Una visita che ha toccato le realtà del Paese
Quella in Libano, spiega l’arcivescovo, è stata una esperienza molto “interessante per l’intensità degli incontri ed eccellente dal punto di vista politico-diplomatico”, per aver potuto “toccare le realtà” del Paese, e per aver constatato come “tutti volevano un contatto con la Santa Sede e con la Segreteria di Stato”, ma anche per aver visto chiaramente come in Libano, poiché ognuno parte dalla propria prospettiva, sia necessario “un vero consenso sui problemi e sulle soluzioni”. Nel corso della visita, monsignor Gallagher ha incontrato, tra gli altri, i familiari delle vittime dell’esplosione al porto di Beirut (4 agosto 2020 ndr), che hanno lanciato appelli perché si faccia giustizia. “Vivono un forte senso di frustrazione”, dice, poiché si teme che il “processo sia ostacolato ”. Altro punto molto importante della realtà libanese, portato all’attenzione da parte del presule, è il grave problema nella vita dei libanesi legato alla “liquidità e all’accesso alla banche”, che si associa a quello dell’inflazione. Inoltre, la presenza dei rifugiati siriani nel Paese, comincia ad essere percepita da molti libanesi come un pericolo per l’equilibrio demografico ed economico.
Le elezioni di maggio
Punto chiave per la politica libanese, resta l’implementazione degli accordi di Ta’if (trattato che mise fine alla guerra civile nel paese tra il 1975 ed il 1990 ndr) e e la questione del “confessionalismo” che è uno dei pilastri di questi accordi. Gallagher, quindi, si sofferma anche su proposte portate avanti da alcune delle personalità libanesi, tra loro il cardinale Béchara Boutros Raï, Patriarca di Antiochia dei Maroniti, di arrivare ad una “neutralità” del Libano. “Sembra che sia un elemento essenziale per il futuro del libano”, sottolinea Gallagher, per il quale però, nella regione, parlare di “neutralità sarà difficile”.A dare risultati ed aiutare un ulteriore progresso potrebbe essere il prossimo “indispensabile” passo delle elezioni di maggio, tenendo conto però che i problemi del budget potrebbero toccare il voto della diaspora libanese che, avverte Gallagher, non può essere ignorata, che va considerata parte attiva del Paese, poiché costituisce un importante sostegno economico per le famiglie rimaste in Libano.

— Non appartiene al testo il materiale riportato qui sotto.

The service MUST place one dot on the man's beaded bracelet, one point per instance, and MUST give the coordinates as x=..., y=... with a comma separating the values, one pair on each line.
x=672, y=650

Le sfide e le speranze della gioventù
Dopo un riferimento all’importante ruolo dell’esercito nel Paese, Gallagher entra nel vivo di una delle forti preoccupazioni da lui espresse e che riguarda la gioventù libanese. Le testimonianze raccolte durante i giorni della visita, spiega, concordano sul fatto che i giovani stanno tutti lasciando il Paese, e tra questi anche “i giovani cristiani maroniti”. D’altro canto però, se da una parte ci sono state “testimonianze angoscianti”, dall’altra vi sono stati anche “testimoni e progetti di speranza”, come quello del centro per la gioventù Carlo Acutis dei Padri Lazzaristi, da lui visitato. Da parte dei giovani inoltre, aggiunge, non mancano le critiche alla Chiesa libanese, che viene vista “ricca in mezzo a tanti giovani poveri”, un problema di cui i l’Arcivescovo Gallagher si è fatto portavoce anche in seno al Sinodo maronita. Infine, non è mancato un riferimento all’importante aspetto rappresentato dal dialogo interreligioso, “molto sentito come quello anche ecumenico”, il che rende molto forte il desiderio di “dare un seguito all’invito del Papa del primo luglio dell’anno scorso” (Giornata di preghiera per il Libano voluta da Francesco ndr). Nel Paese, conclude quindi Gallagher, la visita del Papa in Iraq “ha avuto un grande impatto, soprattutto l’incontro con l’ayatollah Ali al-Sistani, un fattore molto forte che è stato motivo di incoraggiamento per tutti quanti”.